Doch die Politik winkt ab. Die Zürcher Bildungsdirektorin
Silvia Steiner sieht keinen Anlass, die Kontingente zu erhöhen. Zürich ist der
grösste Trägerkanton der interkantonalen Schule und bezahlt mit Abstand am
meisten. «Eine weitere Erhöhung der Kontingente finde ich zurzeit nicht nötig,
und sie wäre auch teuer. Wir stocken aber unsere Ausbildungsplätze regelmässig
auf», sagt Steiner. So kauft der Kanton jährlich noch mehr als 90 Plätze dazu.
Andere Kantone schöpfen nicht einmal ihr Kontingent aus. Würde man die
Ausbildung generell hochfahren, würde die Nachfrage einfach stetig weiter
wachsen, befürchtet Steiner.
Die spezialisierte Hochschule in Zürich steht mit dieser
Beschränkung allein da. Die drei Pädagogischen Hochschulen, die ebenfalls einen
Master in Heilpädagogik anbieten, haben ihre Kapazitäten ausgebaut. In Luzern
wurde die Zahl der Plätze von 60 auf über 100 aufgestockt, in Bern von 50 auf
70, und die PH für die Nordwestschweiz bietet 80 Plätze an. Die PH Bern bemüht
sich aktiv um mehr Studenten, indem sie neu ein flexibleres Studium anbietet:
Das dreijährige Masterstudium wird damit attraktiver für all jene, die
Berufstätigkeit, Ausbildung und Familie unter einen Hut bringen müssen.

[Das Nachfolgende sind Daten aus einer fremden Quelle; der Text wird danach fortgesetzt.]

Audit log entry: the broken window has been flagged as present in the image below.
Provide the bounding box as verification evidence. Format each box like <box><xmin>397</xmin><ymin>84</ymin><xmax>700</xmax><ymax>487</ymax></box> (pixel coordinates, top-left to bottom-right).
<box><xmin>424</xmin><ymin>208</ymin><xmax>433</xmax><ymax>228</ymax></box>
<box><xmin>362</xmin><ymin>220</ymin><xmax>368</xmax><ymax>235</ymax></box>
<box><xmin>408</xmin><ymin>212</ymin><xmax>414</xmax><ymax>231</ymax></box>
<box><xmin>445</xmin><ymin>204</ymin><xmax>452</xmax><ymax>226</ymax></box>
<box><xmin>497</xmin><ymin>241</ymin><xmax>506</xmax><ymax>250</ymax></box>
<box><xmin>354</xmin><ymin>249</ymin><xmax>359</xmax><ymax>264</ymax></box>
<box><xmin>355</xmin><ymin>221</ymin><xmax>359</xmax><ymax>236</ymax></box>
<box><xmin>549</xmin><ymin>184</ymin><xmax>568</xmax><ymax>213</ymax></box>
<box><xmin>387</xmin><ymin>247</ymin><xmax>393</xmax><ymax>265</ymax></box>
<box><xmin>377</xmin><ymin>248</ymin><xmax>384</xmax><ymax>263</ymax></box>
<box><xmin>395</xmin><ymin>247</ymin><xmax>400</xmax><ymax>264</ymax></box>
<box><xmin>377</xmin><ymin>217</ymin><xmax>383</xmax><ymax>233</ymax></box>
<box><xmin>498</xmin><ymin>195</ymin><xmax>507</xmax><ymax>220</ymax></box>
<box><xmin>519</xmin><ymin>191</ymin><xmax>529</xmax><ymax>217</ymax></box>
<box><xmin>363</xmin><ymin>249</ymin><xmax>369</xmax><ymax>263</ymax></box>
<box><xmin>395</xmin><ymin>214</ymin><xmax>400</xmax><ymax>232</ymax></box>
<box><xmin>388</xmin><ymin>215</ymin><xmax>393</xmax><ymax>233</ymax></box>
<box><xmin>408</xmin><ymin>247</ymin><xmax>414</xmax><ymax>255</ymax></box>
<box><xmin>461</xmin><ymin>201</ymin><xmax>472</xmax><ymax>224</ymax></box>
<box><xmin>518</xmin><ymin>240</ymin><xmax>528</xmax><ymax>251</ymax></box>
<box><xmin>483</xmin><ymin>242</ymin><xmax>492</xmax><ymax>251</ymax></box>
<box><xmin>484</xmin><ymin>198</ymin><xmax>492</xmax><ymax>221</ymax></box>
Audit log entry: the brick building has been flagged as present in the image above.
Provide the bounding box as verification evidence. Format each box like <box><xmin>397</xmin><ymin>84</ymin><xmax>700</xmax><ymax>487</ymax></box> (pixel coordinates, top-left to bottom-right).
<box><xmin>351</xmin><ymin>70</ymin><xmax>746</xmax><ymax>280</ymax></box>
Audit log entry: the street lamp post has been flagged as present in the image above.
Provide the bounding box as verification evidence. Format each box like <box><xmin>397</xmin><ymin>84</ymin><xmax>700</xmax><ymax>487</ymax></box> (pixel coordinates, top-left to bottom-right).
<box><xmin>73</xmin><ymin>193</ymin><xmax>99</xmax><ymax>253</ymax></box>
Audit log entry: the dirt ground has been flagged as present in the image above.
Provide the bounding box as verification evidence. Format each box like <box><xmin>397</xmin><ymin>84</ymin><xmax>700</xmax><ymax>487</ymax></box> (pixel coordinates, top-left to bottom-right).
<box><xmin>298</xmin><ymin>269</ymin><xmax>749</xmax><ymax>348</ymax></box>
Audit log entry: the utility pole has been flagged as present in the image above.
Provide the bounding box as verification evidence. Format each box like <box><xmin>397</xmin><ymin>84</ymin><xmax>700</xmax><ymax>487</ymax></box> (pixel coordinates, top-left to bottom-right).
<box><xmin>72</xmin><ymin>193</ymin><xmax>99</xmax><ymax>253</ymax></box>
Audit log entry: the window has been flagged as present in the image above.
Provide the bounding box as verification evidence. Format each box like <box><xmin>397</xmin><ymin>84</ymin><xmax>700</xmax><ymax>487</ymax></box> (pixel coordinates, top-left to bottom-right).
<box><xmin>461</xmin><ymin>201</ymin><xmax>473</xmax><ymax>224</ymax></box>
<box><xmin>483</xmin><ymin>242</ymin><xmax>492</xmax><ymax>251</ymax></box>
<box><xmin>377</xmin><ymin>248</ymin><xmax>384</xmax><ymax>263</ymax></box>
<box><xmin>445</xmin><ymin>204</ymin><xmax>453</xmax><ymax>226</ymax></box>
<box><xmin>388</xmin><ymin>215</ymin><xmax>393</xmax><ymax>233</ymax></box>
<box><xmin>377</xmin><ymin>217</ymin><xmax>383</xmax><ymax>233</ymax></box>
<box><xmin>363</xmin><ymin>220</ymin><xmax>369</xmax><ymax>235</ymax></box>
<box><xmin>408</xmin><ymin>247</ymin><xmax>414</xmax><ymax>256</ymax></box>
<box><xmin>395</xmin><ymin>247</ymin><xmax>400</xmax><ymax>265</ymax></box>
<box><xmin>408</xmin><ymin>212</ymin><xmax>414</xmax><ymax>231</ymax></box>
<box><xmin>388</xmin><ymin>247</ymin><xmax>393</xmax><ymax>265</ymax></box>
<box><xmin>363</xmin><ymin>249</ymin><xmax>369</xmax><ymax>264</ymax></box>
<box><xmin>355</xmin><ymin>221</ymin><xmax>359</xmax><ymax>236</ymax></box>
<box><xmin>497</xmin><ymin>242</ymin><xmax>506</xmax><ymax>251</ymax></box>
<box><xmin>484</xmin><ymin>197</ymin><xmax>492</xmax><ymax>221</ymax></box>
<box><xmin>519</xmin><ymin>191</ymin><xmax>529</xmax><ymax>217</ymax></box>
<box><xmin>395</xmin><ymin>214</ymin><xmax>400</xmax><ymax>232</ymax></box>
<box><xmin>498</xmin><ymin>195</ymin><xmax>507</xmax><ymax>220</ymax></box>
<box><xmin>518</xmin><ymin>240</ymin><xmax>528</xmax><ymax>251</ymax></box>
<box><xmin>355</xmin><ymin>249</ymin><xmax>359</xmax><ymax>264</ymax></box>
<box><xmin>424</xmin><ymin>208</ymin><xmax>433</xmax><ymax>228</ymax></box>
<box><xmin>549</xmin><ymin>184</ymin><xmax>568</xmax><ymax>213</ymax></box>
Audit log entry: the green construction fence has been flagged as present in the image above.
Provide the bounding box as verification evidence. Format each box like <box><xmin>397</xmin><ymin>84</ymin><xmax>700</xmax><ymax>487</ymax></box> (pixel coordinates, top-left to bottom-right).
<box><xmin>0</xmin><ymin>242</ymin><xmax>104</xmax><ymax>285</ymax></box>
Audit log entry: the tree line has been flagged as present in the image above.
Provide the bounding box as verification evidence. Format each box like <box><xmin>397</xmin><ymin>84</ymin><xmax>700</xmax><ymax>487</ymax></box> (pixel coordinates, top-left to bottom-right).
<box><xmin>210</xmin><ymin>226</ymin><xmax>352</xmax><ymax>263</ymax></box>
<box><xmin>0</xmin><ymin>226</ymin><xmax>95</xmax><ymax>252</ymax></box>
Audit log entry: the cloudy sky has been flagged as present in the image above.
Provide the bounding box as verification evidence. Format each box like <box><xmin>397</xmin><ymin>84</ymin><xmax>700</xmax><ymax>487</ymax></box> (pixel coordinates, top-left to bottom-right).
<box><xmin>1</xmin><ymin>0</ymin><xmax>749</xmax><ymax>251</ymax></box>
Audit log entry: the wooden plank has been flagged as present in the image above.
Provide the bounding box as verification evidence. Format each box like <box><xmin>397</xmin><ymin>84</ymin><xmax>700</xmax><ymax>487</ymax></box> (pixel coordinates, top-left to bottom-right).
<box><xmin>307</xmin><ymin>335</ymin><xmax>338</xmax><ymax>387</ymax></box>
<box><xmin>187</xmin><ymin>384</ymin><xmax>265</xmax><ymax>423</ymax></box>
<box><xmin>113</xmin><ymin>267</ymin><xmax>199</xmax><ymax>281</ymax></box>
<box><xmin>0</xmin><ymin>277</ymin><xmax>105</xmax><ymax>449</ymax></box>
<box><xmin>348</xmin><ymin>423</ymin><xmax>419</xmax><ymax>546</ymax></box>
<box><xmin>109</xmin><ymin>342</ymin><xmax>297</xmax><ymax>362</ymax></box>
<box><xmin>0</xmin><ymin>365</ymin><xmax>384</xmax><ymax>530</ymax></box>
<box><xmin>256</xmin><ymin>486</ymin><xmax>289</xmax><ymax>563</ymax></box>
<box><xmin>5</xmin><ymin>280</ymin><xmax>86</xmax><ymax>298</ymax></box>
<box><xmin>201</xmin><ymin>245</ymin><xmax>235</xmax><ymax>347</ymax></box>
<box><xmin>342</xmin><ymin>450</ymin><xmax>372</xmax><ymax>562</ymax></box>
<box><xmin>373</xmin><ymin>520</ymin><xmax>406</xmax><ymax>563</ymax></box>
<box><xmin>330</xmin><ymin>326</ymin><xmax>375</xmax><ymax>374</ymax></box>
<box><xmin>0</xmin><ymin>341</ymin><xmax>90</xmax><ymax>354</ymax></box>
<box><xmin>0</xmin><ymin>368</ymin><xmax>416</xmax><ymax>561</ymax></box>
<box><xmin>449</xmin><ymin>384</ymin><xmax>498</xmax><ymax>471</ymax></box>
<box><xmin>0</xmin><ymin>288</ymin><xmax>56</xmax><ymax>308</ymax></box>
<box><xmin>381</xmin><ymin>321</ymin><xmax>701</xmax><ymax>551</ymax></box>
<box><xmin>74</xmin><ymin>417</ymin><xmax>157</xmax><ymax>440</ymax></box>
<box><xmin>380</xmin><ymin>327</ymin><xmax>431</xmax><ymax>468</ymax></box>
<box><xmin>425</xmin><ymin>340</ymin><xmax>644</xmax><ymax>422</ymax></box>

Für Bildungsdirektorin Steiner müssen die Bemühungen jedoch
in eine andere Richtung gehen. Man müsse sich überlegen, ob es eine Untergrenze
bei den Pensen für Heilpädagoginnen brauche. Zu viele würden nach der teuren
Ausbildung nur wenige Lektionen pro Woche unterrichten. Zudem brauche es
Massnahmen, damit weniger Schüler überhaupt separate heilpädagogische
Unterstützung benötigen: «Diese Quote sollte man möglichst tief halten», sagt
sie. Nachdem sie stetig gestiegen sei, zeichne sich jetzt eine Stabilisierung
ab.
Steiner plädiert dafür, dass angehende Lehrerinnen im
Grundstudium besser auf den Umgang mit schwierigen und schwachen Schülern
vorbereitet werden. Dann könnten sie mehr Probleme im Klassenzimmer selber,
ohne die Hilfe von Spezialisten, lösen.